Late last year, Blaine, Coon Rapids and Shoreview gave the required one-year notice that they were ending their relationship with Visit Minneapolis North, which represents a swath of cities from Shoreview in the east around the Interstate 694 loop to Maple Grove in the west. Ham Lake, Fridley, Anoka and Mounds View gave their notice in April. Lino Lakes and New Brighton are new members.

The consortium is ironing out membership details and working with the National Sports Center and the Metro North Chamber of Commerce to organize the legal framework of the nonprofit group. Over the next 60 days, they'll continue to make staffing decisions and consider a name and a direction. Organizers hope to have the group up and running by Jan. 1, 2010, when the first three cities' relationship with Visit Minneapolis North officially ends.

Blaine, Coon Rapids and Shoreview left Visit Minneapolis North last year over a concern that VMN was too focused on shopping and convention opportunities in cities west of the Mississippi River, and that their own amenities got short shrift.

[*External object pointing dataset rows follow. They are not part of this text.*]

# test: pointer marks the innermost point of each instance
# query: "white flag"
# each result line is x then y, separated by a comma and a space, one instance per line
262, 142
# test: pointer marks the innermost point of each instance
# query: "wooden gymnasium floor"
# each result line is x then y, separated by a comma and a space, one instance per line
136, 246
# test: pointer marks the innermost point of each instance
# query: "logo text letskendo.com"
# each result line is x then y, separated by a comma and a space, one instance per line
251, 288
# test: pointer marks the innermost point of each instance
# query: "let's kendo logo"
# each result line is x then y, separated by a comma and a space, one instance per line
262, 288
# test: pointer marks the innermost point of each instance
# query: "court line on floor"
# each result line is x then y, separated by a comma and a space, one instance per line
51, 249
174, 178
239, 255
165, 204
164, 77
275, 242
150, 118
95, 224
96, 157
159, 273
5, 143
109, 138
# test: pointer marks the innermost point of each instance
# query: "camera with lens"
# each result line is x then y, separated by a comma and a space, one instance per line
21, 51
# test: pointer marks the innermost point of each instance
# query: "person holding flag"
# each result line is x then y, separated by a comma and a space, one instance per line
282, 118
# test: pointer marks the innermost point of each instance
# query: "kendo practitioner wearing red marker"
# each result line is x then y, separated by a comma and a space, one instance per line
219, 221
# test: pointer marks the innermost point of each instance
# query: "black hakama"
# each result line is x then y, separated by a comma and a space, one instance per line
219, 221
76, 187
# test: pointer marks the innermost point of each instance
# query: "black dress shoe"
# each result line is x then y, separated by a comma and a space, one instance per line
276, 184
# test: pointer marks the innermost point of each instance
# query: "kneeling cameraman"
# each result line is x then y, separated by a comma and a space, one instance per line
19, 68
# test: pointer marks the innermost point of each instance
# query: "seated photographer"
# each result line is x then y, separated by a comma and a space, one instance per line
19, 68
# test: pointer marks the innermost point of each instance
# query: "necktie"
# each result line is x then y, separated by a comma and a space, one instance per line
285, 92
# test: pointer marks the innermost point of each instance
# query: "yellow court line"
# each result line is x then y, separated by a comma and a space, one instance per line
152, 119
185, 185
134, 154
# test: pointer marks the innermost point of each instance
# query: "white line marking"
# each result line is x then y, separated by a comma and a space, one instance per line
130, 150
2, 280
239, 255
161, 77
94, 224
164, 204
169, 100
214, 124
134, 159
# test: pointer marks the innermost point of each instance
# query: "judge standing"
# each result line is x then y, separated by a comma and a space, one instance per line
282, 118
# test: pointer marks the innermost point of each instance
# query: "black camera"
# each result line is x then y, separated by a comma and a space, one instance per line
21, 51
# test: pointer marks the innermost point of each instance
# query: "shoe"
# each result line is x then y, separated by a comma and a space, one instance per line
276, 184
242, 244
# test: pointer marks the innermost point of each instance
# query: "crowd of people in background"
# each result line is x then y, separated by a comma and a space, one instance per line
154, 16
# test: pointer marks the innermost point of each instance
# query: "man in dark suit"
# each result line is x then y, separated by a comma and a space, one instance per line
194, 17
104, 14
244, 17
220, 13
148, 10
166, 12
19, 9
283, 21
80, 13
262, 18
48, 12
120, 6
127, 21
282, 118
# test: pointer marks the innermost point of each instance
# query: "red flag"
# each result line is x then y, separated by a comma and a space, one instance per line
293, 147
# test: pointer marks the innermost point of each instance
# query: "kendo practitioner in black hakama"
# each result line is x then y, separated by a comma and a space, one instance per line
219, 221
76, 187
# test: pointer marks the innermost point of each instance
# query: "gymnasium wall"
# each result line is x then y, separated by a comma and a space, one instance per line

"Visit Minneapolis North was a very large group, geographically, and there was a general feeling among cities east of the Mississippi River that there is more in common among those communities than with the three communities to the west," said Blaine City Manager Clark Arneson.

The new group, which will aim to draw both travelers and conventioneers to the member cities, will be funded by the same 3 percent hotel tax that supports Visit Minneapolis North and other convention and visitors' bureaus in Minnesota. The idea is that no individual city has the resources to market itself and its amenities alone, but that in cross-marketing, a region can share resources.

"The vision is to have a very quick-responding convention and visitors bureau that is focused on the primary assets of this area, which are sports tourism and including selected meeting, convention and selected leisure promotion," said John Connelly, director of sales and development for the National Sports Center.

Coon Rapids City Manager Matt Fulton noted that the benefits go two ways.

"You can promote your own community and the assets your community provides, but it's also a recognition that tourism and conventions really do take on a regional scale," he said.